İDRİS GÜLLÜCE: HASAN NAİL CANAT'A VEFA İÇİN "VEFA, FATİH'TE BİR SEMTTİR" DEMEYECEĞİZ!
Anma programına şeref konuğu olarak teşrif eden ve kürsüde bir konuşma yapan İstanbul Milletvekili İdris Güllüce; "Sayın Bakanım İdris Naim Şahin Bey, değerli konuklar, hepinizi saygıyla selamlıyorum. Ben Tuzla Belediye Başkanı olduğum dönemde uzun bir müddet Hasan Nail Canat Bey ile teşrik-i mesaimiz oldu. İz bırakan insanlarımızdandı. Allah rahmet eylesin. Çok fazla iz bırakan insanımız da yok. Bir de vefaya değinmek istiyorum. Vefa'yı, 'Vefa, Fatih'te bir semt' diyerek iyice gırgıra vuruyorlar. Bu benim içimi çok acıtıyor. Böyle seçkin bir grubun, keyfiyeti çok yüksek olan arkadaşların burada olması beni mutlu etti. Başta Sayın Bakanımız İdris Naim Şahin Bey'den Allah razı olsun. Vefayı önemsememiz gerekiyor. Niye böyle olduk, bilmiyorum. Niye bu vefa denen olguya dışarıda kaldık? Bu bana üzüntü veriyor. Ayrıca hayatta olan güzel sanatçılarımız, güzel yazarlarımız ve güzel düşünürlerimiz de var.

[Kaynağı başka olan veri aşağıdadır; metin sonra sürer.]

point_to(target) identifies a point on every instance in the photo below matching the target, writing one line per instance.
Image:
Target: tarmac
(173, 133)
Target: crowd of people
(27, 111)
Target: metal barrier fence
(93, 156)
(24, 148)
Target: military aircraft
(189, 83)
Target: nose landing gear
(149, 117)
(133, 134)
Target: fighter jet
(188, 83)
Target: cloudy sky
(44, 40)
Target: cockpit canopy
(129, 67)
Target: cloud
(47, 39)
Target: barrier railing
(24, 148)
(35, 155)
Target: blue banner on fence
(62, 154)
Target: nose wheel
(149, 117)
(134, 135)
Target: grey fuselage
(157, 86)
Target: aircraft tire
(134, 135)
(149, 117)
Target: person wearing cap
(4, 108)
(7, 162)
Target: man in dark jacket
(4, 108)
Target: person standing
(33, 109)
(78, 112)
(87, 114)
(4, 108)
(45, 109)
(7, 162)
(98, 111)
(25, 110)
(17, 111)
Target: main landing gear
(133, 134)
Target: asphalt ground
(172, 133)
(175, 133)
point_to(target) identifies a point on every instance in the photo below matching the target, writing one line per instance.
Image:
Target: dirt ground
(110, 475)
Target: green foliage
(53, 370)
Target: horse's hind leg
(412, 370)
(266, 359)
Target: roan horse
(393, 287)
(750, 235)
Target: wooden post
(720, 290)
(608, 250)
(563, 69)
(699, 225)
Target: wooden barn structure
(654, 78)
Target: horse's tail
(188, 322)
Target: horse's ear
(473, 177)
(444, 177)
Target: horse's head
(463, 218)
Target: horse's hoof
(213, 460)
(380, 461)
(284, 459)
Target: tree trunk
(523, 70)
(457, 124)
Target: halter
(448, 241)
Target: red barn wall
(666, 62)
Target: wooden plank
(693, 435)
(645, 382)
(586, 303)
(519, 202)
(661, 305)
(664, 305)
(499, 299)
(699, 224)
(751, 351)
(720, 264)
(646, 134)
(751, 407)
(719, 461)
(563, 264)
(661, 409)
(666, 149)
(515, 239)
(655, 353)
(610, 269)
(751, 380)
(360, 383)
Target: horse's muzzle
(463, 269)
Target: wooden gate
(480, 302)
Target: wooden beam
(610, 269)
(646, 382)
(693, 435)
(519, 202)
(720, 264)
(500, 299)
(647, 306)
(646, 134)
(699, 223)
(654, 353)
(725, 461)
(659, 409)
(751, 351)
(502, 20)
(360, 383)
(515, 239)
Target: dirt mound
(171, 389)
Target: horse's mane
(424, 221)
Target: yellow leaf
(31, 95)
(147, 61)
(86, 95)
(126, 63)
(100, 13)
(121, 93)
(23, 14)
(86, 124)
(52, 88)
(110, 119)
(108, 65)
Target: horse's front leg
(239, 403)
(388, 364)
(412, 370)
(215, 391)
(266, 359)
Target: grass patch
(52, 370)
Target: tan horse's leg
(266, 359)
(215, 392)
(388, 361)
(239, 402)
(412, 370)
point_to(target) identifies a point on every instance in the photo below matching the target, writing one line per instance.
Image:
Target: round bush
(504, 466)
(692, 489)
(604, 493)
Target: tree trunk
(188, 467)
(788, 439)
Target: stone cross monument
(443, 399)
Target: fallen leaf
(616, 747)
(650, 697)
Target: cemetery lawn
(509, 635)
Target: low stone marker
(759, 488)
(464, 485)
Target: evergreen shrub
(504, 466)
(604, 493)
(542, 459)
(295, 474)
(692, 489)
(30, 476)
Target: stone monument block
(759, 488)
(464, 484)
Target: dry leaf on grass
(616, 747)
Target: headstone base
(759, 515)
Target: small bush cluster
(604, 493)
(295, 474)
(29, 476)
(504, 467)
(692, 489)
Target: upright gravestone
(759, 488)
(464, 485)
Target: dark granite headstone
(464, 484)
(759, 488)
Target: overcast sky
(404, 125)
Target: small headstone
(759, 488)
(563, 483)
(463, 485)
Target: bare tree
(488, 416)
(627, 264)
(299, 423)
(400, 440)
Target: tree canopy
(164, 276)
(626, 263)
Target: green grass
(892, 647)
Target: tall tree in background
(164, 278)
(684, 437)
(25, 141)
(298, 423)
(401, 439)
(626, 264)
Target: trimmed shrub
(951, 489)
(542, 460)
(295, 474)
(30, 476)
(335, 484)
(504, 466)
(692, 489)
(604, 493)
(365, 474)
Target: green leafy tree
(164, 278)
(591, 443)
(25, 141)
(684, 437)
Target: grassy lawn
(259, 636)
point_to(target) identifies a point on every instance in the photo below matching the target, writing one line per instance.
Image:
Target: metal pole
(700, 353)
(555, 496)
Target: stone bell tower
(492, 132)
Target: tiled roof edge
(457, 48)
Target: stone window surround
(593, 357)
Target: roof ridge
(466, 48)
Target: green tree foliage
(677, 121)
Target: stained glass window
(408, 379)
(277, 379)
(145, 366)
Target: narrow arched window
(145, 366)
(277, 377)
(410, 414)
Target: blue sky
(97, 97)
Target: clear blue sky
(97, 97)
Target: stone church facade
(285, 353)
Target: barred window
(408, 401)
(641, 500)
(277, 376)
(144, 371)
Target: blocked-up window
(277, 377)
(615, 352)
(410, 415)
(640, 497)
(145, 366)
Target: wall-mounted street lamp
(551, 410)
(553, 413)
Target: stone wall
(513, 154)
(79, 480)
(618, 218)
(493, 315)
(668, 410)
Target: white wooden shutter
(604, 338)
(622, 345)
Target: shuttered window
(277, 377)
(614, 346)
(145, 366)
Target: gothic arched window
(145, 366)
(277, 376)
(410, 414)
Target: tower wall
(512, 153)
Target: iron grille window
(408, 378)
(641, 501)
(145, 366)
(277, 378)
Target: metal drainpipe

Bu güzel insanlar ölmeden önce bu vefa gecelerini yapmalıyız. Öldükten sonra da yapmak anlamlı oluyor ama keşke hayatta iken bu muhterem insanlara bir gece düzenlesek, onları çağırsak, yaşlı olanların ellerini öpsek, yaşıtımız olanlara saygımızı sunsak, takdir etsek, bunu bir gelenek haline getirebilsek... Vefatından sonra 'ne kadar kıymetli bir insanmış' diyoruz. İlla ölmemiz mi lazım? Bizim bir arkadaşımız çok üzücü bir şekilde aramızdan ayrılmıştı. Bir araya geldik ve çocuğuna bir daire aldık. Vefat eden arkadaşımızın yakın bir dostu da; 'İdris Abi, bizim de ölmemiz mi lazım, ev sahibi olmamız için' demişti. Saygıyla anılmak için illa ölmeye de gerek yok. Bunu bu anma programı için söylemiyorum. Yanlış anlaşılmasın. Sağ olan insanlarımızı hayatta iken de analım, öldükten sonra da analım istiyorum. Hepinize saygılar sunuyorum" diye konuştu.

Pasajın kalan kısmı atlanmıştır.